It brings back memories of the consultation process held prior to the implementation of VATMOSS, a process which was so flawed that the EU VAT Action campaign noted it would have been a matter for legal action if they had had the money to raise a case.
In the scrutiny process for another topic – the seemingly boring issue of mobile roaming charges across Europe – that same European Scrutiny Committee retained an issue even after receiving Government’s response on the basis that
“the proposal was cleared on the understanding that the Minister would respond to the Committee’s remaining questions concerning the implications of Brexit for the issue of mobile roaming. A number of these have not yet been answered.”
So clearly standards are slipping. But that was just yesterday’s leisure reading.
Today the Parliament home page carried a story from the Scrutiny Committee warning that “departments may not be dealing with existing dossiers competently in parallel with the Brexit negotiations.” It introduces a full report into the fact that Government, using Brexit as an excuse, is allowing standards, scrutiny, and respect for the rule of law to slip away fast:
The success of the scrutiny system depends on the quality of government engagement with it. We recognise the pressures of preparing for Brexit, but proper scrutiny and parliamentary accountability are part of that preparation. We note the Government’s previous reluctance to comply with the requirements of the scrutiny system by scheduling debates in a timely way. Debates recommended by the Committee are Government business, and can only be scheduled by the Government. As the Leader of the House accepted, the Government would have to think extremely carefully if it was defeated in such a debate. It is imperative that debates on European Union Documents are scheduled, and scheduled in good time, so that the House can make its views known in an effective way. The process of exiting the EU should reaffirm the sovereignty of Parliament, not bypass it.

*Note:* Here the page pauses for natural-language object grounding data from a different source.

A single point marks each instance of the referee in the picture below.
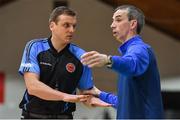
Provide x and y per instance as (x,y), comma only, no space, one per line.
(52,71)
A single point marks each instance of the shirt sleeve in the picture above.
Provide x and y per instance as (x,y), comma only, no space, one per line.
(29,61)
(135,62)
(86,81)
(109,98)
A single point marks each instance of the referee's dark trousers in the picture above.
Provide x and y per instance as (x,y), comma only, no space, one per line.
(29,115)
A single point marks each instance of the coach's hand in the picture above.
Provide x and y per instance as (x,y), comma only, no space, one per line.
(75,98)
(96,102)
(94,59)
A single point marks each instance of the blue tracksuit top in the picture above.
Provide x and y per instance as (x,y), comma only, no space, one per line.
(139,92)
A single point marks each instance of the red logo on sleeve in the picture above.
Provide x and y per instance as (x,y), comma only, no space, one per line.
(70,67)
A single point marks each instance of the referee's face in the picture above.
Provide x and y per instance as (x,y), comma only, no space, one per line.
(63,30)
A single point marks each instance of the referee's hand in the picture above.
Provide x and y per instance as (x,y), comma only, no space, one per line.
(75,98)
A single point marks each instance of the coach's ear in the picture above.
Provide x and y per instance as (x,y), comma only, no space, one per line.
(51,26)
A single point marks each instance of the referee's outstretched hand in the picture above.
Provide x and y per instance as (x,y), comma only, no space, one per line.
(76,98)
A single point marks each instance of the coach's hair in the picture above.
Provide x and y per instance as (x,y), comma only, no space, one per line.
(59,11)
(134,13)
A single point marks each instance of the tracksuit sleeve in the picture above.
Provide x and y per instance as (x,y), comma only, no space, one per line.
(134,62)
(109,98)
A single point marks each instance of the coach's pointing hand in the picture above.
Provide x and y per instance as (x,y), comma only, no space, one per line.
(94,59)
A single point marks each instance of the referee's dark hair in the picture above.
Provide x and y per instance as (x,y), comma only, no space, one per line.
(59,11)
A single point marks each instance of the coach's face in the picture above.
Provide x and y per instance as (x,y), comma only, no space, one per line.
(64,28)
(121,26)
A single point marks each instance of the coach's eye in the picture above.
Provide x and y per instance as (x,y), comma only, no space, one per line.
(66,25)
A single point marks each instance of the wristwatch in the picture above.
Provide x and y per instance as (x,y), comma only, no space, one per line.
(109,64)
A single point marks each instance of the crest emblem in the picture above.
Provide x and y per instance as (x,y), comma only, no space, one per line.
(70,67)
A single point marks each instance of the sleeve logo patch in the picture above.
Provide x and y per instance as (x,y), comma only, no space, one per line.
(70,67)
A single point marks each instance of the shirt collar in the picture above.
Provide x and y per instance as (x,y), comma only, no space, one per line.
(123,48)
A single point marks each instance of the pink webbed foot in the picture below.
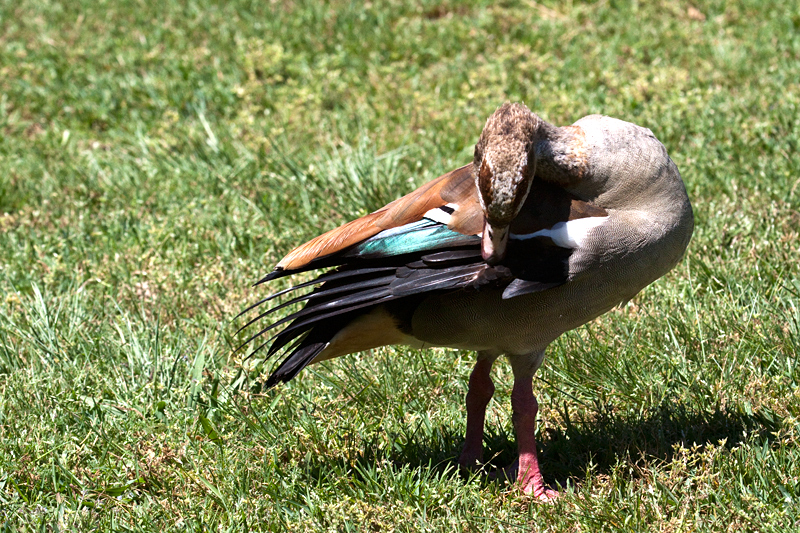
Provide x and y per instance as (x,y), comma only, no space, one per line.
(528,480)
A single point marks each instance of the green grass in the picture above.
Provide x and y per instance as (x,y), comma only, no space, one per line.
(157,158)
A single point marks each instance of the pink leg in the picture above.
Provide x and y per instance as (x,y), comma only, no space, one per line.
(524,409)
(480,392)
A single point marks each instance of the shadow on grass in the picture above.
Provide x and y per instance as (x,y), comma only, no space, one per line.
(599,438)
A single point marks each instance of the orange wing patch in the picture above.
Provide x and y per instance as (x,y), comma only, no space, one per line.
(456,187)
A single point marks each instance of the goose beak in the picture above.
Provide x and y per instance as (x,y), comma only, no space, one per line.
(493,243)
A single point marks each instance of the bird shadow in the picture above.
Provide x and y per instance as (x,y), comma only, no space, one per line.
(598,438)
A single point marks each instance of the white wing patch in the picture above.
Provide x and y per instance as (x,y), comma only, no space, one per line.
(442,215)
(569,234)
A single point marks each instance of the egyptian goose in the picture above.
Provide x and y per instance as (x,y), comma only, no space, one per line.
(547,229)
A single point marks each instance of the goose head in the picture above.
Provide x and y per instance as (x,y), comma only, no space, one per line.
(503,168)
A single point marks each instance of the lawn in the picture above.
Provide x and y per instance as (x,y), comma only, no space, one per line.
(157,158)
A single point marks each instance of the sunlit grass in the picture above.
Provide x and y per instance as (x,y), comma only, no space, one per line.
(155,160)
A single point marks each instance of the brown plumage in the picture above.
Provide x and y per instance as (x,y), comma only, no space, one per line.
(547,229)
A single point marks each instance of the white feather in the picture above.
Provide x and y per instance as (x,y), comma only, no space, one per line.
(569,234)
(437,214)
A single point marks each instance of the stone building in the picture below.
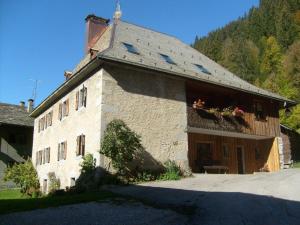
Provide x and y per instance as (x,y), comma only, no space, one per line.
(153,82)
(16,134)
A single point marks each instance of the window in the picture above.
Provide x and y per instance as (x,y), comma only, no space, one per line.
(80,145)
(167,59)
(62,151)
(43,156)
(225,151)
(63,109)
(257,153)
(12,139)
(259,111)
(202,69)
(73,182)
(81,98)
(130,48)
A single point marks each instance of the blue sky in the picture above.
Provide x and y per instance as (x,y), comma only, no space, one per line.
(40,39)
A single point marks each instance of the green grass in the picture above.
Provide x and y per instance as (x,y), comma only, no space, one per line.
(14,201)
(11,194)
(296,165)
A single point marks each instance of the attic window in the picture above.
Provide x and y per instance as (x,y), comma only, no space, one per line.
(167,59)
(130,48)
(202,69)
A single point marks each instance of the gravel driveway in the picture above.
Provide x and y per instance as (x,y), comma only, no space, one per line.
(259,199)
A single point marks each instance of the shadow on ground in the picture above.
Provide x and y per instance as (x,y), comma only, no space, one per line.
(228,208)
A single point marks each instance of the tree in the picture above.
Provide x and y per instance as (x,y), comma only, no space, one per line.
(120,144)
(241,57)
(24,176)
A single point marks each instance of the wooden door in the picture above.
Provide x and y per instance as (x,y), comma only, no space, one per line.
(240,159)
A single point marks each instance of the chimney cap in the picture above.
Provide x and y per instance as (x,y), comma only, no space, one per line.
(100,19)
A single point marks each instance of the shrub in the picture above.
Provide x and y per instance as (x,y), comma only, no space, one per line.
(120,145)
(54,182)
(172,171)
(145,176)
(24,176)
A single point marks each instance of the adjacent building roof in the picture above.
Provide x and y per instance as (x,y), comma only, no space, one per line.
(135,45)
(15,115)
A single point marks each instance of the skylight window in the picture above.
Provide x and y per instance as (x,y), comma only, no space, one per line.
(202,69)
(167,59)
(130,48)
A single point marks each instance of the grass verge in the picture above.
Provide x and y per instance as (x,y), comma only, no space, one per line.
(14,201)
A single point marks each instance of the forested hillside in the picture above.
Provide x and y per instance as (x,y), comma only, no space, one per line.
(263,47)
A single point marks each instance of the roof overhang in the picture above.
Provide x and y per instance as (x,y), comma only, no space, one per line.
(226,133)
(287,102)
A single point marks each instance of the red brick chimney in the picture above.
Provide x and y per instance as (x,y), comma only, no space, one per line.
(95,27)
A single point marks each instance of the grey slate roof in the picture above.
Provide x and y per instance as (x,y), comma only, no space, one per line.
(151,44)
(15,115)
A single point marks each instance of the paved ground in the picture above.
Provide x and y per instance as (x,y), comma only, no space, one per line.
(261,199)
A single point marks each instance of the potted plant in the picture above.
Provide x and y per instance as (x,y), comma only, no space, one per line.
(238,112)
(199,104)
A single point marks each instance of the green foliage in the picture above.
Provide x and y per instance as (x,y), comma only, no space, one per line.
(263,47)
(24,176)
(120,144)
(54,183)
(172,171)
(145,176)
(88,164)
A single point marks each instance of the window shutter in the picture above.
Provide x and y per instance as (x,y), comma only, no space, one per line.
(58,152)
(82,144)
(65,150)
(50,118)
(36,158)
(59,111)
(77,100)
(78,145)
(84,96)
(67,107)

I read Parliamentary documents and proceedings every day. I know what I see. Parliament sees it too, as does Open Rights Group. What we see should shame us all.
Whatever your stance is on Brexit, the indisputable fact is that Government is using it as an excuse to ride roughshod over Parliamentary scrutiny, transparent consultation processes, and the basic professionalism of responding to the questions asked – even on wholly domestic policy matters which do not concern Europe at all. This is an affront to the democratic values which we, allegedly, are working so hard to reclaim.
It just so happens that many of the regulations that are being shown this sort of contempt concern digital, and by definition, the future of our industry and those who work in it. Our industry is already in government’s sights. If we let this conduct pass for normal now, what message will it send in a few months’ time to those who see the open web, and those of us who work on it, as a threat to be neutralised?
Now is the time to act, when there is still time at all. Monitor Government. Follow legislation. Join Open Rights Group. Build your tools, begin to organise into groups, and find your voice.
Stay vigilant.
There is no one else who can do it for you.